Vice President Mike Pence is scheduled Wednesday to return to Michigan for the second time this month to campaign for Republican candidate John James in his bid to upset Democratic U.S. Sen. Debbie Stabenow.

A White House official confirmed that Pence will be in West Bloomfield Township at the Shenandoah Country Club for the sole purpose of raising money for James, a Farmington Hills military veteran and businessman.

Although polls have shown Stabenow with a double-digit lead, Michigan Republicans see James' background as an African-American businessman and military veteran as a compelling story that will resonate with voters in the fall.

Pence, the former governor of Indiana, is expected to deliver remarks Wednesday afternoon at the event after flying into Oakland County International Airport. James and his wife Elizabeth will be attending and James is to introduce the vice president.

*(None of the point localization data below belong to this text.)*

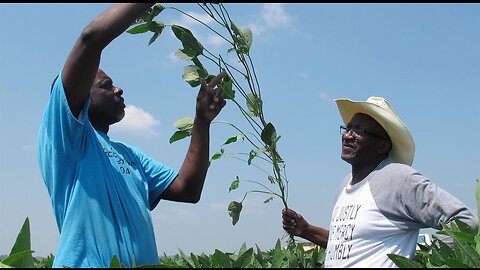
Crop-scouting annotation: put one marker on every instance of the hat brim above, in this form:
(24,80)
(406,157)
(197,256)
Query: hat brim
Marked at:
(403,147)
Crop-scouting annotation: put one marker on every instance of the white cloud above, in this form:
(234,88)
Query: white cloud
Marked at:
(137,121)
(324,96)
(275,16)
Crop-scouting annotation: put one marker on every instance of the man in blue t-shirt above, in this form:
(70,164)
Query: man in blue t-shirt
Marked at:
(102,191)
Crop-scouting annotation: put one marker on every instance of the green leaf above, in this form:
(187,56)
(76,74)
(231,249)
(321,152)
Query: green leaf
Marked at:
(192,75)
(269,134)
(243,38)
(191,46)
(227,88)
(245,259)
(403,262)
(178,135)
(21,253)
(22,243)
(234,184)
(22,259)
(184,124)
(254,104)
(139,29)
(234,209)
(186,259)
(218,155)
(221,260)
(234,139)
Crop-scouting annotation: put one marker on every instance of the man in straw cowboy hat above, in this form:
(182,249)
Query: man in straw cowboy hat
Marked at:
(383,202)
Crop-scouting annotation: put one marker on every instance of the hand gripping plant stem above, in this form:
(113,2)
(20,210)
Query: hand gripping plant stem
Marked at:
(241,79)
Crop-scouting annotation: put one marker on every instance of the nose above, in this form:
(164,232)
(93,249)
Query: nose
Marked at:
(118,91)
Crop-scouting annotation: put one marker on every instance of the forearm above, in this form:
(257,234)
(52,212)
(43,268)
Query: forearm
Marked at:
(316,235)
(194,169)
(83,61)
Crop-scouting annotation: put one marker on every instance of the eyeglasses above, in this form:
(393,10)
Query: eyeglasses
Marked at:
(358,131)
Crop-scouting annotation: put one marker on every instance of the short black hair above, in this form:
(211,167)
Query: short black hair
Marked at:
(51,87)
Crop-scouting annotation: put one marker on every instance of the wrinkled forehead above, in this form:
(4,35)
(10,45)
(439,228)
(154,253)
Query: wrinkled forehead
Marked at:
(363,120)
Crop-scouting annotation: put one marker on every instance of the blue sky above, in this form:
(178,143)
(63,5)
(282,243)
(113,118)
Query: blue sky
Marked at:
(423,58)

This will be Pence's seventh visit to Michigan as vice president in less than two years and his third fundraising event this election cycle. He did a March fundraiser in Detroit for GOP U.S. House members, including Rep. Mike Bishop of Rochester, and a June fundraiser for Michigan Republican gubernatorial nominee Bill Schuette.

"Vice President Pence's coming to Michigan to raise money for John James is one of many signs that there is tremendous excitement that John James can win this Senate race," said Tori Sachs, James' campaign manager. "Debbie Stabenow is in for the fight of her political life and she knows it, and it's why so many in Michigan and across the country are supporting John James."

James, 37, faces an uphill battle against Stabenow, the 66-year-old incumbent who is seeking a fourth six-year term. She holds a major cash advantage with $6.27 million in the bank as of July 18 compared with James' nearly $869,000.

Stabenow has spent another $3.2 million to reserve television air time for the last four weeks before Election Day.

John James, Michigan Republican candidate for the U.S. Senate, campaigns at the Johnstone Supply Picnic at Addison OaksCounty Park Monday in Leonard, Michigan.

"When he voted against saving the auto industry, Mike Pence kicked us when we were down," senator tweeted Tuesday. "Now John James is buddying up to him to raise money. That's wrong. Michigan needs a senator who puts Michigan first, not Donald Trump and Mike Pence."

James becomes the first black Republican to advance to a high-profile general election contest since William Lucas ran for governor in 1986. If James were to beat Stabenow, he would be the second black Republican to serve in the Senate, joining Tim Scott, R-South Carolina.

Pence and President Trump both endorsed James before this month's GOP Senate primary, helping him to defeat Grosse Pointe financier and businessman Sandy Pensler, 55 percent to 45 percent.

Pence also endorsed James via Twitter, and the two have taken Twitter selfies together at various Republican campaign events.

The vice president attended a GOP "Unity" rally in Grand Rapids a day after the August primary to stump for both James and Attorney General Bill Schuette, the Midland Republican who is running for governor against Democrat Gretchen Whitmer.